Reports of the demise of this contest are GREATLY exaggerated

Morning – ish 😉

Well, last night was a bit of a turn-up, I hear you say. But was it?

Let’s do this backwards and see what we ended up with.

  • Bulgaria -Strong opener
  • Belarus – Strong song all round so reports say
  • Georgia – Strong
  • Moldova – hmmmmm? Powerful
  • Serbia – Generally accepted to be this year’s favourite
  • FYR Macedonia – Strong song, but perhaps helped by neighbourly voting
  • Hungary – Strong bluesy number
  • Slovenia – Old-fashioned ‘Pop-era’ stomper
  • Turkey – Uptempo faux Latino
  • Latvia – Six lads singing an Italian aria.

So what we have are ten songs that are generally strong, have cross border appeal, and all of which have been noticed in the betting … and yet … people insist that because they happen to hail from countries East of the Alps, that this is a Bad Thing (TM). Why?

Is it not entirely possible that Western Europe voted for these songs in droves because they too saw them as the best on offer? Such a radical suggestion has not even been floated on other blogs. Perhaps because the knee-jerk reaction is to see only what ‘fans’ want to see.

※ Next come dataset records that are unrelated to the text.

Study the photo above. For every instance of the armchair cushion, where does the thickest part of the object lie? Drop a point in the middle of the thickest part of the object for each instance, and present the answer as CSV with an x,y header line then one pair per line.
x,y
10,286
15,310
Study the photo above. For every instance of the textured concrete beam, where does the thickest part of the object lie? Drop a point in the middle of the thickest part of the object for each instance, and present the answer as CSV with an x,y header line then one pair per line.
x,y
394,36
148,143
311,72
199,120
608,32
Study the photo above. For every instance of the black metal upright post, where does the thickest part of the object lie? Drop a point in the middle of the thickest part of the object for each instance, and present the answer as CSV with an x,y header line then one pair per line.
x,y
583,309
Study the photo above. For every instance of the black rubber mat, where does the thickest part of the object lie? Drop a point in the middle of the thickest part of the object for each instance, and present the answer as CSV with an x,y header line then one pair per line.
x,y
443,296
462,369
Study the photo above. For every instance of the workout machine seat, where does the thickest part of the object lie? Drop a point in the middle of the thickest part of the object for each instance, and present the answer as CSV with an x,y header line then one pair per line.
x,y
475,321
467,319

Lets face it – Denmark was never in the running. It appealed to one specific part of the audience – those who see Eurovision as a camp old bit of nonsense. And even if that is the case, those viewers didn’t vote. To everyone else, DQ looked ridiculous on screen and the song fell flat. Much as happened to DJ Bobo, who tried too hard to emulate last year’s winner. Maybe the viewers thought ‘this has already won – no need to vote’.

Guri Shanker was far too old for that kind of song, and it did come over a bit like someone’s mother getting up to sing after one too many drinks at a party. Edsilia was lumbered with a dog of a song – written to a formula long since disproved. One the Dutch broadcaster seems to think still matters.

The booing as the winners were announced was definitely for a lack of Andorra as opposed to the presence of Moldova. But from what I hear Anonymous came across flat on TV.

Unfortunately for the UK media and assorted conspiracy theorists, what they call ‘Western Europe’ is still trying to win a contest that has moved on. Too many broadcasters are playing catch up. Eastern Europe gets it. Pan-European appeal works. It’s 2007, not 1985 and participants need to appeal to telephone voters rather than standby juries.

Of course, those broadcasters who invested in a song have every right to feel disappointed – but before they  point fingers, they’d do well to get their own houses in order.